Code conversions fall into various categories depending on the properties of the character encodings involved. There are:
Constant-size conversions
Multibyte conversions, which again fall into the categories of:
State-independent conversions
State-dependent conversions
Constant-size conversions are between character encodings where all characters are of equal size. All single- or wide-character encodings are examples of such character encodings. Each single character stands for itself and can be recognized and translated independently of its context. Conversions between ASCII and EBCDIC, or Unicode and ISO10646, are examples of constant-size conversions.

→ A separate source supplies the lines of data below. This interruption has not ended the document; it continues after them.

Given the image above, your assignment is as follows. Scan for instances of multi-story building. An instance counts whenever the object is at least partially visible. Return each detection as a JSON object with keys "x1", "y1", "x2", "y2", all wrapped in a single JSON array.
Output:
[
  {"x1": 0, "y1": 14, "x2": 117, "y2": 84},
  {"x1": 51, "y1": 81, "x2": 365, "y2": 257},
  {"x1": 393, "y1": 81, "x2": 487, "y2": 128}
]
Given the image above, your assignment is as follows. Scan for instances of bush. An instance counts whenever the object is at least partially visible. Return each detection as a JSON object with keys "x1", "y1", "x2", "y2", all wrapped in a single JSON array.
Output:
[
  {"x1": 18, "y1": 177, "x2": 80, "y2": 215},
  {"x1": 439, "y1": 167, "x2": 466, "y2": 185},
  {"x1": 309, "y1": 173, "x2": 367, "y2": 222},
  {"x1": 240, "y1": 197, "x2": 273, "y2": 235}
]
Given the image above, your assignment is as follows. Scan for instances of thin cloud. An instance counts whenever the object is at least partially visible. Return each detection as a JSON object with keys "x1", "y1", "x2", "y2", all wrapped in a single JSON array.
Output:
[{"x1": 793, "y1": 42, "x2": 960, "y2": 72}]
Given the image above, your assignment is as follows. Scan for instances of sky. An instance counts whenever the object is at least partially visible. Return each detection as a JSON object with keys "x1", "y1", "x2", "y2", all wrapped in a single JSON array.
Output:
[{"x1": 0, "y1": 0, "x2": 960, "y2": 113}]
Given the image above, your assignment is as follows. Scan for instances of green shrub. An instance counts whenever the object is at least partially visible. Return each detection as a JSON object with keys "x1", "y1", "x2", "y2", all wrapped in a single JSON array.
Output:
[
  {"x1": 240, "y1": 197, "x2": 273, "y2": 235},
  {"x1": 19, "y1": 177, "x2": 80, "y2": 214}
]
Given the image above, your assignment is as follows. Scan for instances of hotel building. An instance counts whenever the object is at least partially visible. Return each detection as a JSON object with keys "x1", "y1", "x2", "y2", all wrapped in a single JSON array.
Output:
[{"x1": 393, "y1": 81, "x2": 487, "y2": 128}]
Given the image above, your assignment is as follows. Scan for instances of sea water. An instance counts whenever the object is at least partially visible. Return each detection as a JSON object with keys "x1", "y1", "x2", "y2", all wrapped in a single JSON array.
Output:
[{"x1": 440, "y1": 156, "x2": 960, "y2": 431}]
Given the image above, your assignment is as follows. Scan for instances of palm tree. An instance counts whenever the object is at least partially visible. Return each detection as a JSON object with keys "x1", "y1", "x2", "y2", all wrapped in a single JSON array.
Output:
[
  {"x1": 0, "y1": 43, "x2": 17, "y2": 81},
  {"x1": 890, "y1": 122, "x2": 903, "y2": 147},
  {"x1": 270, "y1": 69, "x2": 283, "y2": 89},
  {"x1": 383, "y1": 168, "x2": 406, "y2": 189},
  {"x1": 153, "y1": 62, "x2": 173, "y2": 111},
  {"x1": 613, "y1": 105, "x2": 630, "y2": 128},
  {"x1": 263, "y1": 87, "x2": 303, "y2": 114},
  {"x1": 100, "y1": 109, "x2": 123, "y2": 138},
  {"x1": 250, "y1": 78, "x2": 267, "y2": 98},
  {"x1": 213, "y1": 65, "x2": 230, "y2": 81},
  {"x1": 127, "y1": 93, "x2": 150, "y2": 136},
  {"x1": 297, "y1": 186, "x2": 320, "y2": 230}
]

Multibyte conversions involve multibyte encodings. In multibyte encodings, characters have varying size. Some mulitbyte characters consist of two or more bytes, while others are represented by just one byte.
There is a substantial difference between code conversions involving state-dependent character encodings, and conversions between state-independent encodings. (Again, see Section 23.3.)
State-dependent multibyte conversions involve one character encoding that is state-dependent. In state-dependent character encodings, character sequences can have different meanings depending on the current context. State-dependent encodings typically have modes and escape sequences that allow switching between modes. An example of a state-dependent character conversion is the conversion between the state-dependent JIS encoding for Japanese characters and the Unicode wide-character encoding.
State-independent multibyte conversions do not have modes. A sequence of characters can always be interpreted independently of its context. An example of a state-independent mulitbyte conversion is the conversion between EUC, which a state-independent multibyte encoding, and Unicode.